The issue of power in relation to stereotyping is also addressed by Jenkins (2000), whose discussion is framed in terms of social processes of group categorisation. Jenkins points out that some groups have greater power to make categorisations than others, and to generate consequences of their categorisations. If repeated and reinforced across different contexts, such categorisations are ‘crucial in setting the limits to possibility’ for those so defined. ‘The effective categorisation of a group of people by a more powerful Other is thus never “just” a matter of classification . . . As an intervention in that group’s social world it will to an extent and in ways that are content-specific, change that world and the experience of those living in it; in other words, it has consequences’ (2000: 21–2, original emphasis)

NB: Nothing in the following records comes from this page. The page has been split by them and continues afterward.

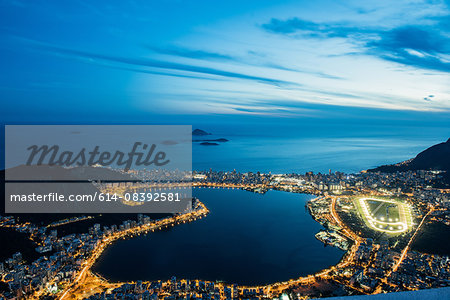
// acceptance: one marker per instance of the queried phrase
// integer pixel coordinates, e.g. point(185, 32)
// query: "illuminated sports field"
point(385, 215)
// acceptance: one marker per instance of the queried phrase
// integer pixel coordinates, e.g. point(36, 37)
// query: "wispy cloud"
point(159, 64)
point(422, 46)
point(189, 53)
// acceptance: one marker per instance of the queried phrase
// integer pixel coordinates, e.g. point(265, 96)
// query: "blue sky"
point(174, 61)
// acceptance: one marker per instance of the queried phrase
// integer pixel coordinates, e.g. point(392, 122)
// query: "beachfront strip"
point(376, 259)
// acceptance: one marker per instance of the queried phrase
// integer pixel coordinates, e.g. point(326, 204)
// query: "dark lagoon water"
point(247, 238)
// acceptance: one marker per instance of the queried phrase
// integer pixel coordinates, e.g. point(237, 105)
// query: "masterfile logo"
point(97, 168)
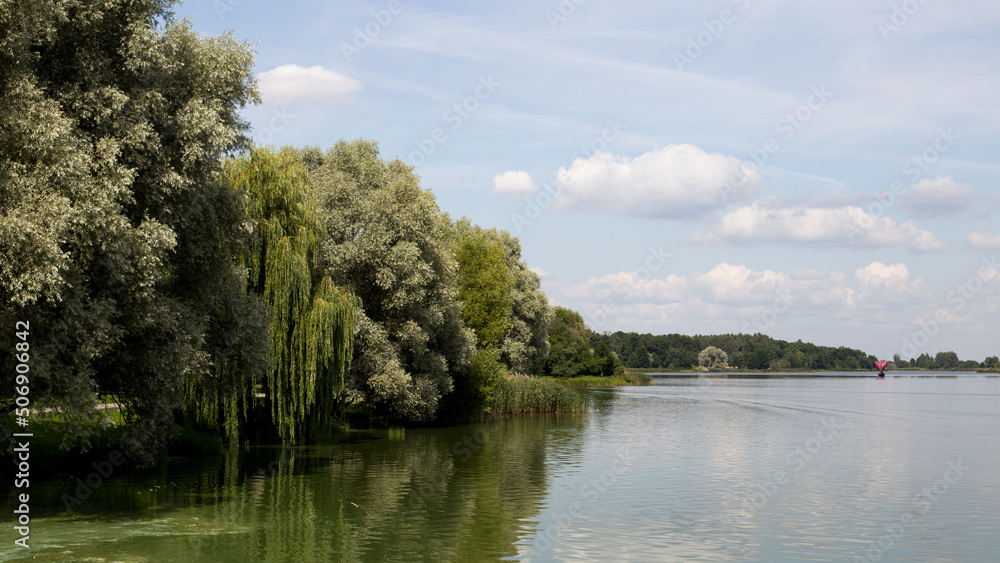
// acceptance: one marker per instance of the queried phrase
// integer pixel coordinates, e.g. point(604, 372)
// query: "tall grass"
point(521, 394)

Source: Fifty Key Concepts in Gender Studies Jane Pilcher and Imelda Whelehan Sage Publications, 2004
Pickering (2001) provides a critical assessment of the concept of stereotyping from the perspective of sociology and media studies, and links it closely to the concept of the Other. A classic review of gender stereotyping in education is provided by Delamont (1990), although see Paechter (1998) for more recent evidence. A report by the European Commission (1999) provides an analytical overview of European media research on gender portrayal, and includes many references to British evidence.